This summer the Cartographic Modeling Laboratory (CML) settled into a new home on the second floor of the School of Social Work’s Caster Building. The move, from cramped quarters in Meyerson Hall, gives CML’s staff more room to breathe as well as vital space for the computing technology that drives its data-gathering, mapping and analyzing work. It also underscores how much this interdisciplinary initiative has grown.
Originally part of the School of Design, the lab got its start in 1990 as a project by a group of city and regional planning doctoral students under the direction of landscape architecture professor Dana Tomlin.

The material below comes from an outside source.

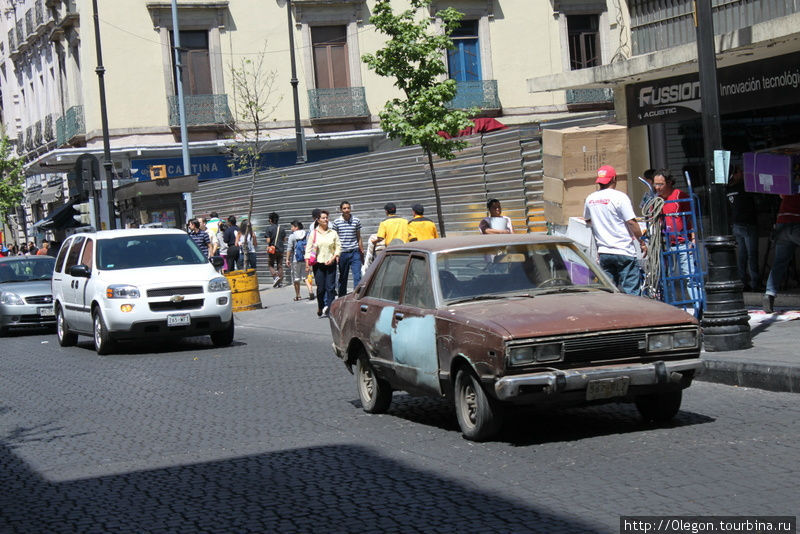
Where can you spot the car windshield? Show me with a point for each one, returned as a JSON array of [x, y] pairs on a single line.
[[153, 250], [516, 270], [35, 268]]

Since 1995, CML has partnered with the School of Social Work on projects such as NeighborhoodBase, a comprehensive web site (seven years in the making) with maps and data on housing and land use throughout Philadelphia. The lab also contracts with researchers throughout the University who use its data and spatial analysis expertise for their own research projects.
Data you can use
The catalyst for the joint venture between the two schools was Dennis Culhane, professor of social welfare policy in the School of Social Work. Culhane had amassed a large database on housing factors associated with homelessness. “I was looking for anyone on campus who could take this data and get maps out of it,” says Culhane. “CML at that time  was essentially a student and two computers.”

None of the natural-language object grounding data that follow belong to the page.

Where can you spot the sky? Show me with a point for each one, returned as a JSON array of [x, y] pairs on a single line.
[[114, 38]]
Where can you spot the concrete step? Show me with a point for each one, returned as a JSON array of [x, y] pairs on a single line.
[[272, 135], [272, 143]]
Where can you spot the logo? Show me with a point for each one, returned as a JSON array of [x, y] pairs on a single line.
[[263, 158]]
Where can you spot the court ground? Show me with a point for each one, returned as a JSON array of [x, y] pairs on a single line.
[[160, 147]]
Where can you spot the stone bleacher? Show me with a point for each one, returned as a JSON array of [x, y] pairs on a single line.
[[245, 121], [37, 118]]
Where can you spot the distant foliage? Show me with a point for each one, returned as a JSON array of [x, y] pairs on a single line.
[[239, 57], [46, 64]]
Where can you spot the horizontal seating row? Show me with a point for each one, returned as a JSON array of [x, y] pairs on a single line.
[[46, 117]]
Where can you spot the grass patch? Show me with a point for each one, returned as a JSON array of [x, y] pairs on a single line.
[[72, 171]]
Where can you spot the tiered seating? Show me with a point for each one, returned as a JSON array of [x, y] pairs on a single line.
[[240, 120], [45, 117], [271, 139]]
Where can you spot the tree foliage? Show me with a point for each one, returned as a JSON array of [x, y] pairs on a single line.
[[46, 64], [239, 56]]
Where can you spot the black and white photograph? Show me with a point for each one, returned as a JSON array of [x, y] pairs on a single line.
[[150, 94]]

Culhane, now one of the lab’s two faculty co-directors (Tomlin is the other), sees the lab’s mission as simple but unique. “We’re archiving the administrative records and broadcasting them back to public agencies, city government, community groups and the public in a usable way,” he says.
Most of CML’s projects—including a database developed with the Graduate School of Education on the social environments in which the city’s children are growing up—center on Philadelphia. To those who say that’s too parochial, Culhane says, “Philadelphia is a very heterogeneous place. We have a lot of the variations in environmental circumstance that we’re looking for.”